Claire Handscombe moved from Europe to DC in 2012, ostensibly to study for an MFA in Creative Writing, but actually – let’s be honest – because of an obsession with The West Wing. She is the author of Unscripted, a novel about a young woman with a celebrity crush and a determined plan, and the editor of Walk With Us: How The West Wing Changed Our Lives. She also hosts the Brit Lit Podcast, a fortnightly show of news and views from British books and publishing. Blog: the Brit Lit Blog. Twitter: @BookishClaire

July is a little quiet on the British books front in the US. That’s not the case in the UK, where there’s an explosion of exciting-sounding books, but over here across the Pond, publishers seem to be saving those for the autumn or even early next year… if they’re buying them at all.

Still, there’s good ones making it over to the US, and here are some of them.

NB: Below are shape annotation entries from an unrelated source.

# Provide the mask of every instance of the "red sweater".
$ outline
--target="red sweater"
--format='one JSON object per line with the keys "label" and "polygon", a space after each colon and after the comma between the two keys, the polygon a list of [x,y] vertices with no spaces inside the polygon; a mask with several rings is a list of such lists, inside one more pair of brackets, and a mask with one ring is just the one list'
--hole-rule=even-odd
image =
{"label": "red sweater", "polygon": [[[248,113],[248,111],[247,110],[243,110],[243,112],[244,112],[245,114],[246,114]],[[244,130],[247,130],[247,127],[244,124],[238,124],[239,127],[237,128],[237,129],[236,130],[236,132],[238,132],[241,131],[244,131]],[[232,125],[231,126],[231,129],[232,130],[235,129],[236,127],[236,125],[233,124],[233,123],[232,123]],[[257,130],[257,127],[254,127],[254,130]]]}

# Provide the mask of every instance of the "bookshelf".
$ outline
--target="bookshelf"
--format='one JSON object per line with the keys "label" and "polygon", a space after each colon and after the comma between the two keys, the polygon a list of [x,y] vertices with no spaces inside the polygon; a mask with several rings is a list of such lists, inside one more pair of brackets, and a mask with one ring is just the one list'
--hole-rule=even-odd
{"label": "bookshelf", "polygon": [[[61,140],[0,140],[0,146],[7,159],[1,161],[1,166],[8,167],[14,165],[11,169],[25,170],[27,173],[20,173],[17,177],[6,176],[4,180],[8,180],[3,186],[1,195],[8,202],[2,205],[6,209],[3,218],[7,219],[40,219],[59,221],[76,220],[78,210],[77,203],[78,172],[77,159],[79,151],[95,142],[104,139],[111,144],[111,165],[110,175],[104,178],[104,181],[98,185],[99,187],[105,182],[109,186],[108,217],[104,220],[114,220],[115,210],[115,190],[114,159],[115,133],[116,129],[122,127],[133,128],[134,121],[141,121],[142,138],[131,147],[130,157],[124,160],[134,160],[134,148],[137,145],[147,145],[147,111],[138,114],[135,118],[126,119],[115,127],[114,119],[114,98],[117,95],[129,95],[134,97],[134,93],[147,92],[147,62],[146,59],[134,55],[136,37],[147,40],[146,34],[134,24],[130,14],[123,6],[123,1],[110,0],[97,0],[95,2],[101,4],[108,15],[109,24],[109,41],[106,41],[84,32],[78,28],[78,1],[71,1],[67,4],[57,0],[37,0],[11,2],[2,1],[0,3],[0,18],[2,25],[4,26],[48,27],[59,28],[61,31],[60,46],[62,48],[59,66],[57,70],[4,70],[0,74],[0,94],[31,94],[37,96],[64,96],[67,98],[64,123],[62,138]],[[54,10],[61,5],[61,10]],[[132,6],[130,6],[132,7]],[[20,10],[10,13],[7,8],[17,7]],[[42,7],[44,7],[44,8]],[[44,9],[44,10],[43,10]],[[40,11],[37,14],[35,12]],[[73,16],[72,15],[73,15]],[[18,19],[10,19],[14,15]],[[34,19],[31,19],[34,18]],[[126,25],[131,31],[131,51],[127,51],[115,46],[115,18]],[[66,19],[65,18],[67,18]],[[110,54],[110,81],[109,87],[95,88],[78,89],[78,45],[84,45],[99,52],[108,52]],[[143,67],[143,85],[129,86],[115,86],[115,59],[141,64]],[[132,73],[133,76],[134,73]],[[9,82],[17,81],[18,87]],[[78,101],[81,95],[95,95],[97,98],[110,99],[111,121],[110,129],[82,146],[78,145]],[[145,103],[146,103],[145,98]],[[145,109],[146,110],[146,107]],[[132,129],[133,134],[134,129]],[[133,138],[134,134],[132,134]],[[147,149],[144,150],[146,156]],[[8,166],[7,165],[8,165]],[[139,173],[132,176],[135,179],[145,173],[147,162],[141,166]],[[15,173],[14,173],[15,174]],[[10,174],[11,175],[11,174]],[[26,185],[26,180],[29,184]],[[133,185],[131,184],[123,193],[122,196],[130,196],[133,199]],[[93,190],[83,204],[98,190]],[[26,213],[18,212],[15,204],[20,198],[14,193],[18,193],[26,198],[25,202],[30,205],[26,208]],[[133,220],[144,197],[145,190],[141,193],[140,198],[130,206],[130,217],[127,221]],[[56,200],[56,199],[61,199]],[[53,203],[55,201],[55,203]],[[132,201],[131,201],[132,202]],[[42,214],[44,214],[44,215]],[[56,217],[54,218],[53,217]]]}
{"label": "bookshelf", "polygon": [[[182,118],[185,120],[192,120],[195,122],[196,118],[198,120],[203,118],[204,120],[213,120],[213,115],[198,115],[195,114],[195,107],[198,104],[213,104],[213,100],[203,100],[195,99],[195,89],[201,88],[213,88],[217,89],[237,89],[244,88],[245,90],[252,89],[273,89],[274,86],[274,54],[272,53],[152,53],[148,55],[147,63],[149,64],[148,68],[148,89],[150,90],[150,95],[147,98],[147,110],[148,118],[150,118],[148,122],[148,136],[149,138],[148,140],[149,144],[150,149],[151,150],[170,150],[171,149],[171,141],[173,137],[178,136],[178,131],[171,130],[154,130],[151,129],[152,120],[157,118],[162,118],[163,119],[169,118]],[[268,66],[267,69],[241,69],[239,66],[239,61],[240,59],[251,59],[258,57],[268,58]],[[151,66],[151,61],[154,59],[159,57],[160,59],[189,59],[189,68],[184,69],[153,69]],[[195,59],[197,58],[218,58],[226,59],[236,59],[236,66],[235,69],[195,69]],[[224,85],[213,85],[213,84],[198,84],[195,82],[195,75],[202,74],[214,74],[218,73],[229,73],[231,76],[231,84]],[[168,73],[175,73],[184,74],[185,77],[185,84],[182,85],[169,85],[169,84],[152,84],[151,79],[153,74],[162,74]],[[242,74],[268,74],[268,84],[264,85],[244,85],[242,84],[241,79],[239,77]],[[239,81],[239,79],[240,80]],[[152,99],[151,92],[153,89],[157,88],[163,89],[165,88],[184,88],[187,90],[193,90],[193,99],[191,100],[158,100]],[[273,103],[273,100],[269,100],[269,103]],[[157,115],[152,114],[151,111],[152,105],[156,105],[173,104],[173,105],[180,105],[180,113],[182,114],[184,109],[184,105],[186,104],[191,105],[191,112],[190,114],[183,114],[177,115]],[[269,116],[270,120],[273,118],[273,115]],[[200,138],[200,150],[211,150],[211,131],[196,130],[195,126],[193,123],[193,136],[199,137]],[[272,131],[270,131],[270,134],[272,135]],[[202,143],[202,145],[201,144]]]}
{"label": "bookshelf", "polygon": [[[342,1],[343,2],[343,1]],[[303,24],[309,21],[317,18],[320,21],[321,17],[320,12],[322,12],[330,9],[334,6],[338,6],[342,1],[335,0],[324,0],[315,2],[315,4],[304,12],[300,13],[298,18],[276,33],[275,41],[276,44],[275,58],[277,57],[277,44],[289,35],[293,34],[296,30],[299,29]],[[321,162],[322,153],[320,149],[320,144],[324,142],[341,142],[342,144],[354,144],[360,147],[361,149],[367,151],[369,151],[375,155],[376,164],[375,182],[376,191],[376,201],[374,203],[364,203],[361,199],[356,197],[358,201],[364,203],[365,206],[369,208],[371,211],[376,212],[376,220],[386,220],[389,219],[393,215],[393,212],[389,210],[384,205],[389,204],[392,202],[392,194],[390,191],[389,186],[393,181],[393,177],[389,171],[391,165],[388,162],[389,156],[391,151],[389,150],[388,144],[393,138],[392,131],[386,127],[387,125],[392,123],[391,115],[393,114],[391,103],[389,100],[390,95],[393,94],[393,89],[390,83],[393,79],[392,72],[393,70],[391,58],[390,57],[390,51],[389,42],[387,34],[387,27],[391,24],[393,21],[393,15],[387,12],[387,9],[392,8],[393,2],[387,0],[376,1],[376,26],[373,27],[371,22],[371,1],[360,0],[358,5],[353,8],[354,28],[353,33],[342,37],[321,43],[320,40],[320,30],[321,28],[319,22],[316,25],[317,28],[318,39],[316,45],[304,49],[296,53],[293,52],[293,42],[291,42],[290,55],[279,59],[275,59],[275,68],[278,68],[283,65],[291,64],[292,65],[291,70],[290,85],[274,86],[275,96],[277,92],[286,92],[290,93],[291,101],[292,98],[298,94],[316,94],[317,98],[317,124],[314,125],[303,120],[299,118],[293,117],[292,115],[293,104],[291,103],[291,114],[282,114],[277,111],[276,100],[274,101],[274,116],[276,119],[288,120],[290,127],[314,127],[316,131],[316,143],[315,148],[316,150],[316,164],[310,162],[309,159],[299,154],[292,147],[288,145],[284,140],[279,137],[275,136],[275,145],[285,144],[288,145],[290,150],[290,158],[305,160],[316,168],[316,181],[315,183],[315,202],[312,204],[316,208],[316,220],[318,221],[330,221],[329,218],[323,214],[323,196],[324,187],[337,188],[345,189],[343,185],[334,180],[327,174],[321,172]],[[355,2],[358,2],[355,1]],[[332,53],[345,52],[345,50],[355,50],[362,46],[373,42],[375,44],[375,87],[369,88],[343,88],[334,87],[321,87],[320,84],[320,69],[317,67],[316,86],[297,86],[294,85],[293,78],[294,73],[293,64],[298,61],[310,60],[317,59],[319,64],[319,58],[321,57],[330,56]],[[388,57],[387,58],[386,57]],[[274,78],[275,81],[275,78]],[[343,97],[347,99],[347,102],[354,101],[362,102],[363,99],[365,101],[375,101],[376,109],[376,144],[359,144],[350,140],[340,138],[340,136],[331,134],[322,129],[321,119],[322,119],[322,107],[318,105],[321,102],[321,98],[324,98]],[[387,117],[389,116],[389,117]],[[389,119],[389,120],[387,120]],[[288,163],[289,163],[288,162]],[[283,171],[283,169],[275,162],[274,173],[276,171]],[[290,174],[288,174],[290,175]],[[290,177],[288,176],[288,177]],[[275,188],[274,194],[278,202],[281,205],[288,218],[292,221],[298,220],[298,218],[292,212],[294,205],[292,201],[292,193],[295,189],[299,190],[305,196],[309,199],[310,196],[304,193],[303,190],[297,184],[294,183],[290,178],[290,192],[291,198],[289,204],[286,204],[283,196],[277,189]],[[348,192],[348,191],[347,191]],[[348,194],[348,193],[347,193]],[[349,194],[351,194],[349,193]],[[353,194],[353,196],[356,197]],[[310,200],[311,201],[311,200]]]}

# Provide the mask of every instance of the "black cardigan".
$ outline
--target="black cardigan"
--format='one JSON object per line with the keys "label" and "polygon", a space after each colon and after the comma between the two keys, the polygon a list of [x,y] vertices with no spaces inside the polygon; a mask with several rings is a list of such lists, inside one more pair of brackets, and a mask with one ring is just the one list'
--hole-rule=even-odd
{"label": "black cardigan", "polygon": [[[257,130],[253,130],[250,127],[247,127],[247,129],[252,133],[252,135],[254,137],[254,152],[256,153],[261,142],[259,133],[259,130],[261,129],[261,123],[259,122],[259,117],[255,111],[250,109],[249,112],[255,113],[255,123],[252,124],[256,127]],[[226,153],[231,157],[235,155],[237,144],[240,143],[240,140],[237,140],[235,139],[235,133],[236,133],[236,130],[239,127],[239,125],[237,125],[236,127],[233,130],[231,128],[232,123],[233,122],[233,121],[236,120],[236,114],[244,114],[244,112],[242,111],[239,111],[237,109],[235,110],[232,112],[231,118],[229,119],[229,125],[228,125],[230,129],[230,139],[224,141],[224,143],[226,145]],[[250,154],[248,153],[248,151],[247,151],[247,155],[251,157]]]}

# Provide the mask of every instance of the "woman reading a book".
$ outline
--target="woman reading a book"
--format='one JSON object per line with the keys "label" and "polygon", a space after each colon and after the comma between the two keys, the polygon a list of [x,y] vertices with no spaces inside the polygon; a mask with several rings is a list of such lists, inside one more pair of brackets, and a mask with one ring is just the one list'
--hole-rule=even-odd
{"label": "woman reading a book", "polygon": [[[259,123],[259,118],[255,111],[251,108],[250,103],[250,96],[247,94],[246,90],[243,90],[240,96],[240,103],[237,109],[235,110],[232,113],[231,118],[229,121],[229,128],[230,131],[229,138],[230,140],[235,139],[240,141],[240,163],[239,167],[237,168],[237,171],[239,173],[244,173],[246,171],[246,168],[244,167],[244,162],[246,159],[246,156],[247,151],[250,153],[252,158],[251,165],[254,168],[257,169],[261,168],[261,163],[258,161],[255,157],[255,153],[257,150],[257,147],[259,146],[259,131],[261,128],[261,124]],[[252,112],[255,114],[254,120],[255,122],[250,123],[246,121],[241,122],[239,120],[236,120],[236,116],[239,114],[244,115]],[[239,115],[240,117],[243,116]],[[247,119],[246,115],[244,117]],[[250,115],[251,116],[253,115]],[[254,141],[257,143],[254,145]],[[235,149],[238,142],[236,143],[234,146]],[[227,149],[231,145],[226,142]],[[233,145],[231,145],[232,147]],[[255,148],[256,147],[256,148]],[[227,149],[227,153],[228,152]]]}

Come Let Us Sing Anyway, by Leone Ross (Peepal Tree Press, 1st July)

Leone Ross’ short fiction has been richly praised, published in multiple anthologies, and translated into Spanish, French and Slovak, but this is her first collection. The stories are set in the UK and Jamaica and vary in length from flash fiction to extended story, and have in common fantastical elements and a refusal to shy away from difficult and complicated subjects, like intense sexuality, social inequality, and the killing of black people by police.

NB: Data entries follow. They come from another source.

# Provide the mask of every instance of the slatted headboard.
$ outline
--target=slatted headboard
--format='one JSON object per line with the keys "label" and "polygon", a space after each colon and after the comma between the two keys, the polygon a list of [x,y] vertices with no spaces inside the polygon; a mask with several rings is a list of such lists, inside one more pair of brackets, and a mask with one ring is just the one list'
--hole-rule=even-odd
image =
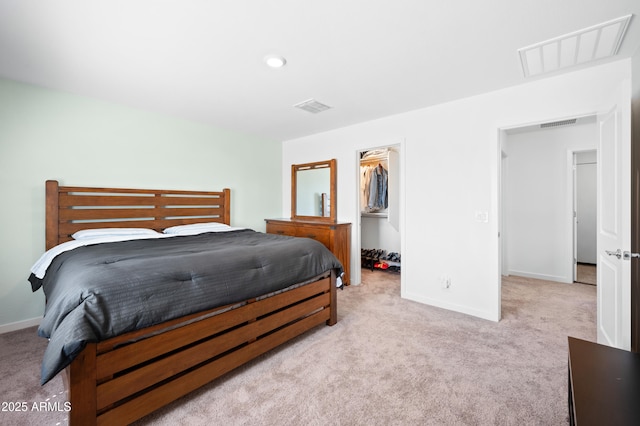
{"label": "slatted headboard", "polygon": [[228,188],[219,192],[59,186],[46,182],[46,248],[81,229],[149,228],[198,222],[230,224]]}

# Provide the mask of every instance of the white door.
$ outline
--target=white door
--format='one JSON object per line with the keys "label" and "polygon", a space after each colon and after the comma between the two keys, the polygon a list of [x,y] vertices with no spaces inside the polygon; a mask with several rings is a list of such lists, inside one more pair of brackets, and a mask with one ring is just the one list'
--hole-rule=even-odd
{"label": "white door", "polygon": [[631,133],[629,84],[598,115],[598,343],[631,348]]}

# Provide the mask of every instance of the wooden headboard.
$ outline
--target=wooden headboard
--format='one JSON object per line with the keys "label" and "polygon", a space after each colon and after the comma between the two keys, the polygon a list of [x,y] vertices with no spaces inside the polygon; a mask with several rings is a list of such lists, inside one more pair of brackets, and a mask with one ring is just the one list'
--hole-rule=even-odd
{"label": "wooden headboard", "polygon": [[71,240],[81,229],[149,228],[198,222],[230,224],[231,191],[59,186],[46,182],[46,248]]}

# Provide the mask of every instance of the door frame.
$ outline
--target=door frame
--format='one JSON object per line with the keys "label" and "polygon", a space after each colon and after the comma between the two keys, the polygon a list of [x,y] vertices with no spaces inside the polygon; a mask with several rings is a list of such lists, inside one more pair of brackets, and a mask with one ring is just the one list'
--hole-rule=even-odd
{"label": "door frame", "polygon": [[[640,95],[631,99],[631,252],[640,253]],[[631,351],[640,352],[640,259],[631,259]]]}
{"label": "door frame", "polygon": [[[355,254],[355,260],[357,260],[357,263],[355,263],[355,265],[357,265],[356,268],[351,268],[351,275],[353,277],[352,281],[354,285],[360,285],[362,283],[362,270],[360,268],[360,248],[362,247],[362,217],[360,214],[360,154],[362,152],[365,151],[371,151],[374,149],[383,149],[383,148],[396,148],[398,151],[398,155],[399,155],[399,162],[400,162],[400,166],[399,166],[399,173],[398,173],[398,178],[400,179],[399,182],[399,188],[400,188],[400,199],[399,199],[399,209],[400,209],[400,213],[399,213],[399,225],[400,225],[400,229],[398,230],[398,233],[400,234],[400,253],[402,254],[403,252],[406,252],[405,250],[405,244],[406,244],[406,238],[404,238],[404,230],[405,230],[405,212],[406,212],[406,208],[405,208],[405,190],[404,190],[404,185],[405,185],[405,151],[406,151],[406,144],[405,144],[405,139],[404,138],[398,138],[397,141],[395,142],[388,142],[388,143],[380,143],[380,144],[376,144],[373,146],[366,146],[364,148],[359,148],[356,149],[354,156],[354,162],[356,164],[355,167],[355,182],[356,182],[356,189],[355,189],[355,194],[354,194],[354,199],[355,199],[355,206],[356,206],[356,215],[355,215],[355,220],[353,221],[353,226],[351,228],[351,232],[352,232],[352,241],[355,240],[355,244],[356,247],[355,249],[352,248],[352,253]],[[404,257],[404,256],[403,256]],[[352,264],[354,261],[354,256],[352,256]],[[405,294],[405,280],[404,280],[404,274],[400,273],[400,296],[404,297]]]}
{"label": "door frame", "polygon": [[[574,150],[571,151],[570,154],[570,170],[571,170],[571,179],[572,179],[572,191],[573,191],[573,208],[572,208],[572,221],[573,221],[573,282],[577,282],[577,278],[578,278],[578,217],[577,217],[577,212],[578,212],[578,154],[582,154],[582,153],[588,153],[588,152],[595,152],[596,153],[596,158],[597,158],[597,153],[598,153],[598,149],[579,149],[579,150]],[[598,163],[596,160],[596,168],[598,167]],[[597,169],[596,169],[597,170]],[[596,171],[597,173],[597,171]],[[597,189],[594,189],[596,191],[596,194],[594,194],[597,197]],[[598,207],[596,206],[596,214],[597,214],[597,210]],[[596,226],[597,227],[597,226]],[[596,229],[594,229],[595,231]],[[596,260],[597,262],[597,260]]]}
{"label": "door frame", "polygon": [[[497,155],[498,155],[498,206],[497,206],[497,212],[498,212],[498,270],[499,270],[499,276],[502,277],[502,275],[505,275],[508,272],[508,253],[507,250],[505,249],[505,244],[506,241],[509,238],[509,235],[507,232],[505,232],[504,226],[505,226],[505,214],[504,214],[504,206],[505,206],[505,200],[504,200],[504,182],[505,180],[508,178],[507,177],[507,170],[503,170],[503,168],[505,166],[508,167],[508,161],[506,161],[506,159],[508,158],[508,152],[505,153],[504,150],[504,144],[506,139],[509,137],[508,135],[508,131],[509,130],[515,130],[515,129],[520,129],[520,128],[525,128],[525,127],[531,127],[531,126],[538,126],[540,124],[543,123],[548,123],[548,122],[555,122],[555,121],[564,121],[564,120],[572,120],[572,119],[590,119],[590,118],[595,118],[597,117],[598,113],[597,112],[589,112],[589,113],[585,113],[585,114],[576,114],[576,115],[571,115],[571,116],[562,116],[562,117],[551,117],[551,118],[547,118],[545,120],[540,120],[540,121],[535,121],[535,122],[526,122],[526,123],[520,123],[520,124],[515,124],[515,125],[510,125],[510,126],[503,126],[503,127],[499,127],[498,130],[498,147],[497,147]],[[597,136],[596,136],[597,137]],[[579,152],[587,152],[587,151],[593,151],[593,149],[575,149],[575,150],[568,150],[567,151],[567,164],[569,166],[568,168],[568,175],[567,175],[567,180],[566,180],[566,185],[567,185],[567,191],[569,192],[569,197],[566,200],[567,204],[571,206],[570,210],[573,212],[575,209],[575,172],[573,170],[573,161],[574,161],[574,156],[575,153],[579,153]],[[597,149],[596,149],[597,151]],[[503,161],[504,160],[504,161]],[[571,250],[572,250],[572,262],[573,259],[576,258],[576,248],[575,248],[575,220],[573,218],[573,214],[571,214],[571,216],[568,218],[570,220],[570,223],[572,224],[572,229],[574,229],[574,231],[572,232],[572,241],[571,241]],[[573,271],[573,280],[575,282],[575,277],[576,277],[576,272],[575,272],[575,268],[576,265],[575,263],[573,263],[571,265],[571,269]],[[499,287],[498,287],[498,319],[502,318],[502,279],[500,279],[500,283],[499,283]],[[597,308],[596,308],[597,309]],[[640,313],[639,313],[640,315]]]}

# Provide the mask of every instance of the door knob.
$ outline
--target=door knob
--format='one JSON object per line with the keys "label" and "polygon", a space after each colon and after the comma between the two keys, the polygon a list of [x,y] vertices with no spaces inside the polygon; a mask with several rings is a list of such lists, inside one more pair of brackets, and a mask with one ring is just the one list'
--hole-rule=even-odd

The Things I Would Tell You: British Muslim Women Write, ed. Sabrina Mahfouz (Saqi Books, 11th July)

Fiction, essays, memoir, poetry, drama: all are present in this eclectic collection which showcases well-known authors alongside emerging writers. They visit Karachi and New York City, explore romantic love and Brexit and a multitude of other places and themes. Adhaf Soueif writes the introduction, and she makes clear that “one of the aims of the anthology is to dispel the narrow image of what a Muslim woman — and particularly a British Muslim woman — looks and lives like”.

Jane Austen at Home, by Lucy Worsley (St Martin’s Press, 11th July)

Among the plethora of new, bicentennial-hooked Austen books is this unique take on one of Britain’s most beloved authors, through the prism of the places where she either lived or spent significant time, and how she wrote of home in her novels.

 

 

Can I Speak to Someone in Charge? by Emily Clarkson (Simon & Schuster, 13th July)

Here’s what Emily herself says about her book of essays in letter form, on topics as diverse as thigh gap and Facebook friends and Lycra: “I hope this book will speak to a range of women, and men actually, I hope it will make people laugh, but more importantly I hope it will open people’s eyes to the fact that we’ve got a lot to do if we want to make growing up in a good and kind world a possibility for our daughters.”

Tin Man, by Sarah Winman (Tinder Press, 27th July)

Ellis and Michael are inseparable as twelve-year-old boys — until Annie walks into their lives. This is an “almost-love story” — if I’m being honest, probably my favourite kind of love story — by the author of the beloved When God Was a Rabbit.